What Last Days is doing is wonderful and noteworthy for a couple of reasons. From a purely personal point of view, Kamala’s story has been my entry into superhero comics. I love what G. Willow Wilson and the other creators involved have done with the story, the art, and especially the characters. Last Days is everything I love about this Ms. Marvel series, ramped up to 11. It’s also full of tension which (uh, spoiler) is not resolved at the end of this volume.
First, it’s a story which foregrounds Kamala and all the influential girls & women in her life, and MY HEART. We’ve seen Kamala have important relationships with other women throughout the series, but here a sizeable portion of the volume pulls together these threads all at once. This centering of female relationships is still all too rare, and it’s still making me choke up thinking about it. (The scene with her mom is just perfect, and Nakia, and CAROL. Everything hurts, but in a good way.)

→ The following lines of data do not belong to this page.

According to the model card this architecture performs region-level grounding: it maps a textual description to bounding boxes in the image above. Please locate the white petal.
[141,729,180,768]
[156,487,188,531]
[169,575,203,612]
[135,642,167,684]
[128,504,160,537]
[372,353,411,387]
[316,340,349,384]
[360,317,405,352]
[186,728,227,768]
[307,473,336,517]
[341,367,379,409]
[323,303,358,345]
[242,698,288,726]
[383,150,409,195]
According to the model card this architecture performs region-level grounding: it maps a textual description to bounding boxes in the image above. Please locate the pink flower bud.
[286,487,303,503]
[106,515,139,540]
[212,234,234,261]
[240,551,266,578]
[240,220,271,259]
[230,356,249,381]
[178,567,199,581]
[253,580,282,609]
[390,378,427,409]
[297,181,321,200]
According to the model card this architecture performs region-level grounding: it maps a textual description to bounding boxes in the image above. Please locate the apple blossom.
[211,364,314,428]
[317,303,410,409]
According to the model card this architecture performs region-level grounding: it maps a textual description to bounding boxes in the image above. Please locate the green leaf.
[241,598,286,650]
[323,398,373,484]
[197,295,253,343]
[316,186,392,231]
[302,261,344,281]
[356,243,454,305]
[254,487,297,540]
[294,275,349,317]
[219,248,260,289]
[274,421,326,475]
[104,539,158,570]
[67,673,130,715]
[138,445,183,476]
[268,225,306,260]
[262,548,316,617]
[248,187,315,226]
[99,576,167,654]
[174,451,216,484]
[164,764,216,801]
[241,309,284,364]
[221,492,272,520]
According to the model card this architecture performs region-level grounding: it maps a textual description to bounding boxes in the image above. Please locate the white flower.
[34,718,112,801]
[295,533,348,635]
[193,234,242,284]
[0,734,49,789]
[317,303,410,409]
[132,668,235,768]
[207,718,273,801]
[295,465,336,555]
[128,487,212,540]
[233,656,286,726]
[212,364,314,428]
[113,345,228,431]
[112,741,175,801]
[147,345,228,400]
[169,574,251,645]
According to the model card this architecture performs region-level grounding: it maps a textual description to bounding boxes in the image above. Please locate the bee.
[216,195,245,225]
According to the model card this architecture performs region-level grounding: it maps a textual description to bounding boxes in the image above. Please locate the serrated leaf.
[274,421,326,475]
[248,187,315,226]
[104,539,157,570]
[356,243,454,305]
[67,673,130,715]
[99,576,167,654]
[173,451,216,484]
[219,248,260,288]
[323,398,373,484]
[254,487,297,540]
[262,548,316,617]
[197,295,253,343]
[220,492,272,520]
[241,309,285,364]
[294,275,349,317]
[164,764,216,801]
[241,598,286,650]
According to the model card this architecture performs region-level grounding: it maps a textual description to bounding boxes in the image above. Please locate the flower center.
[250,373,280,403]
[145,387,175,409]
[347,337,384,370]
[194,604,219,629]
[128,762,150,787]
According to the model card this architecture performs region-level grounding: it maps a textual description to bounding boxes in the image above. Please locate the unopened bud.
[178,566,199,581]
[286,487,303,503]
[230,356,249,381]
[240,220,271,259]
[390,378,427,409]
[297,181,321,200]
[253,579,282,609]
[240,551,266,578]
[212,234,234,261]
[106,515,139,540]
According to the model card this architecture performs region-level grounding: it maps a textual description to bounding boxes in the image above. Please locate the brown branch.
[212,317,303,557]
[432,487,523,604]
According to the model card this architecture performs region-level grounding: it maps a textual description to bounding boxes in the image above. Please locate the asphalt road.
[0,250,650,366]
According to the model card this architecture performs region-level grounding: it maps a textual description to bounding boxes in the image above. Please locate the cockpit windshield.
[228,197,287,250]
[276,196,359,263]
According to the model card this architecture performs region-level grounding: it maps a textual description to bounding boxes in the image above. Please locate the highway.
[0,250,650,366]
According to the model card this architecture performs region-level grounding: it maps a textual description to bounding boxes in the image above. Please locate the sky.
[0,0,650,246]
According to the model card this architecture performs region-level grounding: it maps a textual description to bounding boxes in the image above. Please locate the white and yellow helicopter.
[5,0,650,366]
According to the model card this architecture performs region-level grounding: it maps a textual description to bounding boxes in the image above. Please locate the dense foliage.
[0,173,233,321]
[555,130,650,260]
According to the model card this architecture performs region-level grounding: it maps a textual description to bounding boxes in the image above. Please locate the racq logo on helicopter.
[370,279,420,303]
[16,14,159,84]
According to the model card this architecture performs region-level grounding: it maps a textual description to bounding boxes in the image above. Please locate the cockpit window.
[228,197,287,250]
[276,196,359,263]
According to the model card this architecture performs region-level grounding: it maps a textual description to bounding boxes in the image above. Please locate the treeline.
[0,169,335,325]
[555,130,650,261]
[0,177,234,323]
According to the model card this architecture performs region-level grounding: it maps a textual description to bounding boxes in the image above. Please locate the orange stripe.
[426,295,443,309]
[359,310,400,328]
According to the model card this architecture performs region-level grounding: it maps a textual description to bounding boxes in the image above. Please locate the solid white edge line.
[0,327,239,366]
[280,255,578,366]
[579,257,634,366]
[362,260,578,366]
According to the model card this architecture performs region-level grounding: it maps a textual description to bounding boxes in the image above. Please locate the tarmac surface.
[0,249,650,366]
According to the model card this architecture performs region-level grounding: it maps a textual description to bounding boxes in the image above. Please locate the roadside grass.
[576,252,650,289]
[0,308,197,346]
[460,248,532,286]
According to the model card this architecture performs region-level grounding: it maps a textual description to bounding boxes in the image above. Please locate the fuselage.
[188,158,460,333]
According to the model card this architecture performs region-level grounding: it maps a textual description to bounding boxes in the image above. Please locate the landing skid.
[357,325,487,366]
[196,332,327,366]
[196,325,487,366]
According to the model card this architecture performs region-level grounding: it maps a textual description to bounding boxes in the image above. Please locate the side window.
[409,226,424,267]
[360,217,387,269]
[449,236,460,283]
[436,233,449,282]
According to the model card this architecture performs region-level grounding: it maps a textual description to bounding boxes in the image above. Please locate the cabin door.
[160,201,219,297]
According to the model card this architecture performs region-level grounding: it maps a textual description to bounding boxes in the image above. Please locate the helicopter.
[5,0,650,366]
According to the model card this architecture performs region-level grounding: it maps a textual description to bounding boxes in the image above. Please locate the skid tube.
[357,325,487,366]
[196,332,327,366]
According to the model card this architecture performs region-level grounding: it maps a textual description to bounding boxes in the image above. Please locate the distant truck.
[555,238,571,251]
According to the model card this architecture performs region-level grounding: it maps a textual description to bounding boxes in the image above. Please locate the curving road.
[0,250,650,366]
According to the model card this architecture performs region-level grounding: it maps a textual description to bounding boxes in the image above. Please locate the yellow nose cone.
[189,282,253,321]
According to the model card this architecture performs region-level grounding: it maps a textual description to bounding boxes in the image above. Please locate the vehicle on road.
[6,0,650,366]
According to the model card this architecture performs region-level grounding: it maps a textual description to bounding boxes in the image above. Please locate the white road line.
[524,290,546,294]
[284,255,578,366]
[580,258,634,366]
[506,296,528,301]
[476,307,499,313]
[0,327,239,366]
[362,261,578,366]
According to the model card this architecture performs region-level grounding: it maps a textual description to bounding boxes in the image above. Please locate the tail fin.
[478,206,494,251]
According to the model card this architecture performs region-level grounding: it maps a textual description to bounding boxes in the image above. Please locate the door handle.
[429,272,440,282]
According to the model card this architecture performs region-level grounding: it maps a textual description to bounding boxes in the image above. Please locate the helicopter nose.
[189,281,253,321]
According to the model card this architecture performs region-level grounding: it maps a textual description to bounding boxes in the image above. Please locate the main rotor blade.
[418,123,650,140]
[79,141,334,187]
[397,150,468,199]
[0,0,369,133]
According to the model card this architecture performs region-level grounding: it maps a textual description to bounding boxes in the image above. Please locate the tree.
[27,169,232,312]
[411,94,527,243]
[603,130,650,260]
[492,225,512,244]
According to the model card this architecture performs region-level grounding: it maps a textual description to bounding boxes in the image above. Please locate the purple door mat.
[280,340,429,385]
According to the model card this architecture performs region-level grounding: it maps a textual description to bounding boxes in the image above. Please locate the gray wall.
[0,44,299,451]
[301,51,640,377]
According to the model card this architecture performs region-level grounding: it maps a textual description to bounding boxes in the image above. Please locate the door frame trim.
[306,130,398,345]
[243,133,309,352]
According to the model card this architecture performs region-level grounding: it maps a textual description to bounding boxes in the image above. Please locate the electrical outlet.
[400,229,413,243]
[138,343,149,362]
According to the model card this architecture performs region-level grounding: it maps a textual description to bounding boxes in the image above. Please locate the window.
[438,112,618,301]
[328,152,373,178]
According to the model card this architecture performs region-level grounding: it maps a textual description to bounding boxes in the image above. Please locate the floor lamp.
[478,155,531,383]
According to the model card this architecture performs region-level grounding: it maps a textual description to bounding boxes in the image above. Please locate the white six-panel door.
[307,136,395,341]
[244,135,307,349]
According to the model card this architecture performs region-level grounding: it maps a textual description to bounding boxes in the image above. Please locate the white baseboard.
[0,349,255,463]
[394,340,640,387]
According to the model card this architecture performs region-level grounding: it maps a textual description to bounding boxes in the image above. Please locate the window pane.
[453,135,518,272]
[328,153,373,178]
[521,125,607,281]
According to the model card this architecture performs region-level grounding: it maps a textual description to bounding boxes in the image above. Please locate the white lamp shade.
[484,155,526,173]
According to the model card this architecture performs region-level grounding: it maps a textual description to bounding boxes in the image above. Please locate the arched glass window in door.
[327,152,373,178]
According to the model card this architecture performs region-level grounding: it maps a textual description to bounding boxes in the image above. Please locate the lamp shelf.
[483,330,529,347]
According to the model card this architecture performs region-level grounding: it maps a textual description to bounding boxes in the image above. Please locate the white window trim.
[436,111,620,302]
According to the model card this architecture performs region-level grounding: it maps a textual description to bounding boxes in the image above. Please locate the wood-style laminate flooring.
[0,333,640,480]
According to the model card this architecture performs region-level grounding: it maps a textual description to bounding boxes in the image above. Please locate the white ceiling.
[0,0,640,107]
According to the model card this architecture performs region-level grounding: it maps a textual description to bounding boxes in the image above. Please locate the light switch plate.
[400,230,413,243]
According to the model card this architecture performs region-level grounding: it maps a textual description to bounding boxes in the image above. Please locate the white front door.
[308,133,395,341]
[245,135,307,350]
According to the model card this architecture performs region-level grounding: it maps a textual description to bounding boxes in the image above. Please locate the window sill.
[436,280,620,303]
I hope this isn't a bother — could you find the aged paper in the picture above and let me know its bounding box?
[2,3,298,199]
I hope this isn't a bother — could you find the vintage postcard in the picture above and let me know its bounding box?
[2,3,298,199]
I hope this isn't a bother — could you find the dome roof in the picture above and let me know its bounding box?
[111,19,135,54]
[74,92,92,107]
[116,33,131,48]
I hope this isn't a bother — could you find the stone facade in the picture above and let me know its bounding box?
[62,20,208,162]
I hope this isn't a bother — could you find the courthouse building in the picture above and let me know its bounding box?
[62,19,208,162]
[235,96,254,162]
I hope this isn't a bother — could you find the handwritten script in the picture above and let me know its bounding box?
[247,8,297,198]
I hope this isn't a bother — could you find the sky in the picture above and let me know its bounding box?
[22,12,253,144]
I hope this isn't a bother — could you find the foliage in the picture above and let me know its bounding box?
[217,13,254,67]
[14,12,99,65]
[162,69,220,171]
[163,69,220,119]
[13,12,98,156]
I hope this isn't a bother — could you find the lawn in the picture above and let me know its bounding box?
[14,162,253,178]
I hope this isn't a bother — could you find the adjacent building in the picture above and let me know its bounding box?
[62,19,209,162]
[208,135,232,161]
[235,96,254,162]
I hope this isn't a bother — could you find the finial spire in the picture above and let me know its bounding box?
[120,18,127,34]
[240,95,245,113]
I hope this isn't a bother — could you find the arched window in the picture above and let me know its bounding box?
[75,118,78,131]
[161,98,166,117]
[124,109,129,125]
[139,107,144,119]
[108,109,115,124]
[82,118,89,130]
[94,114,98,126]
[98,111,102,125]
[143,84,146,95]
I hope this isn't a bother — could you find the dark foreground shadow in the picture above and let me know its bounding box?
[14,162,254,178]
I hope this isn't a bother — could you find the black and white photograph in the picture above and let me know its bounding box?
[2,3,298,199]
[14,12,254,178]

Moreover, it’s a story where once again Kamala uses her faith as a touchstone for her own responses and beliefs. I’m not Muslim, but I am religious and this rang really true to me. It’s how I hope I would respond in similar circumstances, and at the same time it’s entirely born out of Kamala’s personal cultural and religious background.
Most of all, I loved the fact that this is a story about the end of the world which doesn’t simply posit that humanity is going down in flames. Yes: people freak out and do silly things and tear things apart. But not all of them. Not all the time. This is a book about the end of the world in which not only Kamala, but multiple other characters, react by reaching out, by doing their best to meet whatever’s coming with warmth and dignity.
This is the kind of apocalypse story I want more of. The kind that reminds us that humanity has grace in it as well as evil. Maybe some people can afford stories where everything and everyone is terrible. I can’t; I need stories that face the world and yet still have hope. This one does exactly that, and I want to read more that have this same realistic-yet-hopeful take.
In the end, this is a story which is generous to its characters, to us. Like the rest of Kamala’s stories, it’s full of determination and heart and humor. That the situation she’s facing now is one that she may not be able to solve, but that only makes the courage and kindness with which she faces it more powerful.